Chili's joins the casual-dining blame game
Its parent company claims the higher payroll tax and gas prices are responsible for slumping sales -- just like Red Lobster and Olive Garden.
We have met the enemy, and he is not us.
Why? Brinker fingered the lapsed Social Security payroll tax cut, rising gas prices and delayed federal tax refunds for its dour quarterly outlook.
If all of this sounds oddly familiar, it's because Olive Garden and Red Lobster parent company Darden International (DRI) made a similar claim while revising its annual forecast last week. Like Darden, however, Chili's and Brinker have a lot more dragging down their sales than just current events.
For much of of 2012, sales at Chili's and Brinker's second chain, Maggiano's Little Italy, were up 2.7% from 2011, and the company's share price increased 50%. Unfortunately for Chili's, 2-for-$20 meal deals contributed the biggest portion of that growth even as industry experts warned such pricing was unsustainable.
Now, Brinker says, sales at Chili's are down 2.2% for the third quarter and Maggiano's sales are flat. It's an industrywide problem for casual-dining establishments, whose collective sales have fallen each quarter since spring of 2010 as they increasingly lose customers ages 18 through 47, according to NPD Group.

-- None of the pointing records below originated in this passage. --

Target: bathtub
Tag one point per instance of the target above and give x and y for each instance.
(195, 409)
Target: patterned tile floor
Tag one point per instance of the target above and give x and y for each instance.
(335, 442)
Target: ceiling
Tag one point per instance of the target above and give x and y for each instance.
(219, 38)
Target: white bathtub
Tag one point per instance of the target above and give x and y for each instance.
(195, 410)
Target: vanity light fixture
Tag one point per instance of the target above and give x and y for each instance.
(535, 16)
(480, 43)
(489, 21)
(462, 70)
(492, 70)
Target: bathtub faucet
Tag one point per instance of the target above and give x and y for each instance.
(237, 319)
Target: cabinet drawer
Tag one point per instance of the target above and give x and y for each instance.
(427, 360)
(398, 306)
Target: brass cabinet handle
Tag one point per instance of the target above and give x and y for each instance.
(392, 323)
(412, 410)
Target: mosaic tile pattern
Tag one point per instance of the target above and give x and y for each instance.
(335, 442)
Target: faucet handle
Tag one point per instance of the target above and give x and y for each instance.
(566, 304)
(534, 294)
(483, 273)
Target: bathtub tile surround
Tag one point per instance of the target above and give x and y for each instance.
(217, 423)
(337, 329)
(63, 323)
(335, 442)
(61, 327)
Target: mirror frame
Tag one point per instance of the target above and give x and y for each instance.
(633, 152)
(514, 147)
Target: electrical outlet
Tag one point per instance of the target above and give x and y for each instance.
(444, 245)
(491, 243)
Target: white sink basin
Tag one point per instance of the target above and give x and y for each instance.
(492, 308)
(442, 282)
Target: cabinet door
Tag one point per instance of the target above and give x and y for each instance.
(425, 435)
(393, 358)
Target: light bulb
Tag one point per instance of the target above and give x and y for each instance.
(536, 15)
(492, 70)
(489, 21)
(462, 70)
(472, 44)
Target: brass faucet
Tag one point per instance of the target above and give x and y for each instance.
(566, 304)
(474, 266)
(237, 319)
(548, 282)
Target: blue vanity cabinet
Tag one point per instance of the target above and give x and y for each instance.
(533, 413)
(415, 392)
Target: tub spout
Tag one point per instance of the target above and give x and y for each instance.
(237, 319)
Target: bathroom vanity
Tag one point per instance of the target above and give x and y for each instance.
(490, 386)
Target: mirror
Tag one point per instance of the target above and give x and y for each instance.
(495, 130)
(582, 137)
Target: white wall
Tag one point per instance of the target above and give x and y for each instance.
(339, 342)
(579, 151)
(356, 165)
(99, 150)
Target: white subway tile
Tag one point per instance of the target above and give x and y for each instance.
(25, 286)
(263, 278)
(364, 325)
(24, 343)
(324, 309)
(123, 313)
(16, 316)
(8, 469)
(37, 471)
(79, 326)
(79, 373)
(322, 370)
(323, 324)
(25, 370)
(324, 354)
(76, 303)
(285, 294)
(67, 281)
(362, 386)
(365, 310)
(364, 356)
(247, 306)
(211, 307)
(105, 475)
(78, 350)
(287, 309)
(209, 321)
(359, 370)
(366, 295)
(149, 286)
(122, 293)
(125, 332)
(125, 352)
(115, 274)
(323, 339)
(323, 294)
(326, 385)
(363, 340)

The problem is especially acute for chains like Chili's, where the cost of meals has been rising and meal deals cut off a large chunk of profits. The cost of dining out climbed 2.7% over the last year, according to the Consumer Price Index. That's ahead of the 2.2% overall rate of inflation but still far less than customers absorb once a chain's sale prices fade away. Customer who pay $10 for a promotional deal will pay 20% to 40% more when the price rises to $12 or $14 a few months later.
Even Wal-Mart (WMT) used the same excuse as Brinker to explain away its soft performance in January -- despite competitors like Target (TGT), Macy's (M) and TJX (TJX) reporting rising sales during the same month. But the casual-dining industry's woes predate the items on Brinker's current list of problems.
It's not about the portion size, and it's not even about the product's quality. It's about the value. If diners are willing to lap up your meals at $10 but turn up their noses when they're $2 to $4 more, no drop in payroll taxes or gas prices will make them change their minds.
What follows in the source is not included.